Si el objetivo es mejorar tu perfil para inglés, observá cómo aparece esa habilidad en vacantes reales. El lenguaje del mercado ayuda a priorizar tareas y a evitar estudiar temas que no cambian tus oportunidades inmediatas.
Para medirlo, definí una referencia antes de empezar: tiempo, cantidad de errores, nivel de ayuda o calidad de la respuesta. Después compará contra esa misma referencia.
Entrená preguntas de seguimiento
La dificultad suele aparecer después de la respuesta preparada. Pedile a otra persona que profundice con “why?”, “how?” y “what happened next?”.

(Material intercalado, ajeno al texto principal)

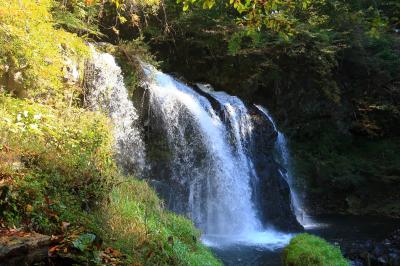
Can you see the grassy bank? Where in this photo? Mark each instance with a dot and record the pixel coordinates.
(57, 172)
(309, 250)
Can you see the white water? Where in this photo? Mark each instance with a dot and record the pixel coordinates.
(106, 92)
(219, 180)
(282, 149)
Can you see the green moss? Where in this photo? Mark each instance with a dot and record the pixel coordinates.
(33, 52)
(135, 219)
(52, 163)
(309, 250)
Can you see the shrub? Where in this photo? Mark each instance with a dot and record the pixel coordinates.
(53, 164)
(308, 250)
(135, 219)
(33, 52)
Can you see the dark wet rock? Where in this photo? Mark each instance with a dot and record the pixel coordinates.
(270, 192)
(273, 192)
(22, 248)
(386, 252)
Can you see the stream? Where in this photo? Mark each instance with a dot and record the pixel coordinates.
(341, 230)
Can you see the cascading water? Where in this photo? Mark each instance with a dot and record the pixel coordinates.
(209, 155)
(282, 149)
(203, 155)
(106, 92)
(219, 192)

Practicá bajo restricciones parecidas a las del trabajo: tiempo limitado, información incompleta y necesidad de explicar decisiones. Eso revela huecos que no aparecen al seguir un tutorial paso a paso.
Si la práctica se vuelve automática, subí apenas la dificultad. El aprendizaje suele avanzar mejor con desafíos graduales que con saltos enormes y poco repetibles.
Grabate y corregí por prioridades
Primero buscá claridad. Después trabajá vocabulario, pronunciación y naturalidad. Intentar mejorar todo al mismo tiempo genera ruido.
Documentá el antes y el después. Una versión inicial, los cambios realizados y el resultado final permiten mostrar aprendizaje, criterio y capacidad de iterar.
Después de una semana, revisá tus notas y decidí si esta idea merece quedarse en tu rutina. Conservar métodos por costumbre puede ser tan ineficiente como cambiar de herramienta todos los días.
Cómo llevarlo a la práctica esta semana
Elegí una sola acción de esta guía y ponela en el calendario. Definí una duración pequeña, el material que vas a usar y una señal clara de finalización. Al terminar, anotá qué funcionó y qué cambiarías para la próxima sesión.
Elegí una acción vinculada con inglés y definí de antemano cuándo termina. Puede ser una práctica de quince minutos, una producción breve o una comparación entre dos intentos. Lo importante es salir de la lectura y generar evidencia propia.
Al cerrar la semana, volvé a este artículo y preguntate qué idea produjo un cambio observable. Conservá esa parte y descartá lo que haya agregado complejidad sin mejorar el aprendizaje.
Elegí una acción pequeña, probala en una situación real y ajustá a partir de lo que ocurra. La práctica sostenida vale más que acumular recursos.